Last year, a client called me in a panic at 11 PM. Their hosting provider had experienced catastrophic hardware failure, and the backup system—which they'd been meaning to upgrade for six months—had failed alongside the primary storage. Four years of content, customer data, and custom development work: gone. They weren't alone. The same hardware failure affected dozens of customers on that server cluster.
That call cost them thousands in emergency recovery services, and we only recovered about 60% of their data. The 40% that was lost included two years of customer transaction records that were legally required to be retained. Don't let this be you.
The 3-2-1 Backup Strategy
The industry-standard backup strategy is called 3-2-1: three copies of your data, on two different types of storage media, with one copy stored offsite. This isn't arbitrary—it's a framework that addresses the most common failure scenarios.
Your primary website is copy one. Your first backup (on the same server, but separate disk) is copy two. Your offsite backup (cloud storage, a different data center, or even an external drive at your office) is copy three. If the server's disk fails, you have copy two. If the entire server room burns down, you have copy three.
What Exactly Needs to Be Backed Up
Most people think "files," but a complete website backup includes several distinct components:
Database. For WordPress, WooCommerce, or any database-driven application, your database contains users, posts, comments, orders—essentially all your dynamic content.

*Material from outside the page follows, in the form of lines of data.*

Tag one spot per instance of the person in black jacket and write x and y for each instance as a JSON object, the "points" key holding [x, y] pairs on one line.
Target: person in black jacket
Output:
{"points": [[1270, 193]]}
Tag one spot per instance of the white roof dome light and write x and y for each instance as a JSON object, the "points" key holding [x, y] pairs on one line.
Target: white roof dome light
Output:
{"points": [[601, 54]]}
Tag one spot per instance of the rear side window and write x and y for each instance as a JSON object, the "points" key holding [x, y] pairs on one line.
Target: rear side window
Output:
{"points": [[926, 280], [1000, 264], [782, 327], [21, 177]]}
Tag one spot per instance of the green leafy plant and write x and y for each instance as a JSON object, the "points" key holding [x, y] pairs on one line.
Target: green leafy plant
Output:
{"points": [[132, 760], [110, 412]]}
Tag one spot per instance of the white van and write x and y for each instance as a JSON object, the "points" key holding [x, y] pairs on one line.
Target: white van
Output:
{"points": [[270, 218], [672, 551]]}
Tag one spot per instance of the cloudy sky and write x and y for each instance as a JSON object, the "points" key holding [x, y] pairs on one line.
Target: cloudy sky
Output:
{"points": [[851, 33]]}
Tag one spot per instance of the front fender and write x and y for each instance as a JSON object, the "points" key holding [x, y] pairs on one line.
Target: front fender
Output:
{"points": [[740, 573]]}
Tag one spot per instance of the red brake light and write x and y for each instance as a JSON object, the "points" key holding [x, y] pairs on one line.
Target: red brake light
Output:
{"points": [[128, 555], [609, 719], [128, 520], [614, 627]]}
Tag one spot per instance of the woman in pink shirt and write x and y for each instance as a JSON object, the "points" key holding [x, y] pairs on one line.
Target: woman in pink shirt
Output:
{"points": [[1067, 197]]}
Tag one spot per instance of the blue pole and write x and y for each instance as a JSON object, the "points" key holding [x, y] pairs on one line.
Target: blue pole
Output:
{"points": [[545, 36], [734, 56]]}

Database backups should be taken more frequently than file backups since content changes more often.
Files. Everything in your public_html or www directory. Uploaded images, theme files, plugin code, custom scripts. For most sites, these change less frequently than the database, but they still need regular backup.

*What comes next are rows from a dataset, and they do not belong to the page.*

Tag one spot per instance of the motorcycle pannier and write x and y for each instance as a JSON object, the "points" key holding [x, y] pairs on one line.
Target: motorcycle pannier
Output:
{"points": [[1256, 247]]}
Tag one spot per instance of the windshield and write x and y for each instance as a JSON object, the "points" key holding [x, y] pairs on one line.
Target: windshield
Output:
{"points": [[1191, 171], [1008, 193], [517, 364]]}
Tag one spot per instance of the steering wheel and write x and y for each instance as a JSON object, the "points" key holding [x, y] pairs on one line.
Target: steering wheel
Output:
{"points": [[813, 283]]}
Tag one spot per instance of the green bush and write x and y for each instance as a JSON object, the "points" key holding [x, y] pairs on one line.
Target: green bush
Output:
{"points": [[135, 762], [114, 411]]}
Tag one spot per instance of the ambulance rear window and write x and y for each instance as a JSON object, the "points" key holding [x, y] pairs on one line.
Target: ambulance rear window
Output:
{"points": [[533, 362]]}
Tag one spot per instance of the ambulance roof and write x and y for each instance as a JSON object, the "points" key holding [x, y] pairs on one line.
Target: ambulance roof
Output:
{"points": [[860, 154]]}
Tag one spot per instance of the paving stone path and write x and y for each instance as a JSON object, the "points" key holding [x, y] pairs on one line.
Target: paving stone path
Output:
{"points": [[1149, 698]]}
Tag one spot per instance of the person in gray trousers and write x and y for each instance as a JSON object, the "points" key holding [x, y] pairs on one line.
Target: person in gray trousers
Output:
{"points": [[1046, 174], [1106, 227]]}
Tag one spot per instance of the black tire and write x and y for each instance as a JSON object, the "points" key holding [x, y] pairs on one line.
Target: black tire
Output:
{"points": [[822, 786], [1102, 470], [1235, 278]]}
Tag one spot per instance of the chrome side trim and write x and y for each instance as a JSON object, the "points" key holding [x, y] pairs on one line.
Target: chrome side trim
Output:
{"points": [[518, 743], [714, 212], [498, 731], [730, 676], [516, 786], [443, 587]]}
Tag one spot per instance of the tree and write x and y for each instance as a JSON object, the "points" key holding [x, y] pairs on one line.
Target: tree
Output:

Configuration files. Your .htaccess, wp-config.php, nginx.conf, or similar configuration files contain settings that took time to get right. These rarely change, but losing them means rebuilding your configuration from scratch.
Email. If email is hosted on your web server (rather than a dedicated email provider like Google Workspace or Microsoft 365), it needs to be included in backups. Many hosts separate email storage from web hosting storage—make sure you know where your email actually lives.
Backup Frequency: Finding the Right Schedule
Backup frequency depends on how much data you can afford to lose. If you publish four blog posts per day, daily backups mean losing up to 24 hours of content. Hourly backups reduce that to one hour. The question is: what's the cost of that potential loss versus the cost of more frequent backups?
For most sites, daily database backups and weekly full backups hit a good balance. For e-commerce or sites with user-generated content, I recommend at least hourly database backups and daily full backups. The storage cost difference is minimal compared to the potential data loss.
Testing Your Backups
Here's the step most people skip: testing your backups. I've seen it too many times—someone has backups running for years, then they need to restore, and the backup file is corrupted. Or the backup process runs but produces an empty archive because a file was locked. Or the backup was working fine until a software update changed the database schema and now the backup script errors out silently.
At minimum, do quarterly restore tests. Pick a random date from two weeks ago, attempt a restore to a staging environment, and verify you can actually access your content. Document the steps so if you ever need to restore under pressure, you have a checklist rather than improvising.
Hosting-Provided Backups: What to Know
Most hosts offer some form of backup system. These are better than nothing, but don't rely on them as your only backup. Hosting backups are typically: limited in retention (often just 7-14 days), not guaranteed (hosts can suspend or delete backups at any time), and focused on server-level recovery (restoring your entire server, not individual sites).
Read your host's backup SLA carefully. "We perform daily backups" might mean they create backups, not that they guarantee they're restorable. "Backups are kept for 30 days" might mean on tape in a warehouse somewhere, not available for quick restoration. When your site goes down at 2 AM on a Friday, "we can restore from backup" isn't comforting if the backup process takes three days to complete.
Offsite and Cloud Backup Solutions
For critical sites, I use a combination approach: the host's native backups for convenience, plus a third-party cloud backup service for redundancy. Services like CodeGuard (for WordPress), ManageWP Backup, or duplicator-based WordPress backups to S3 or Backblaze B2 give you independent, tested backups that survive host-level failures.
The cost is minimal—cloud backup services typically run $5-20/month for small sites. Compare that to a single data loss incident. For business sites, the ROI calculation is obvious.
Disaster Recovery Planning
Backups are only half of the equation. You need a disaster recovery plan: the documented steps for restoring service when something goes wrong. This should include who to call (host support, your developer, your backup service), what systems need to be restored in what order, and what communication needs to go out to users while you're resolving the issue.
For client sites, I document the recovery plan and store it outside the hosting environment—typically in their project management system or a shared document folder. When disaster strikes at midnight, you don't want to be searching your email for the host's support number.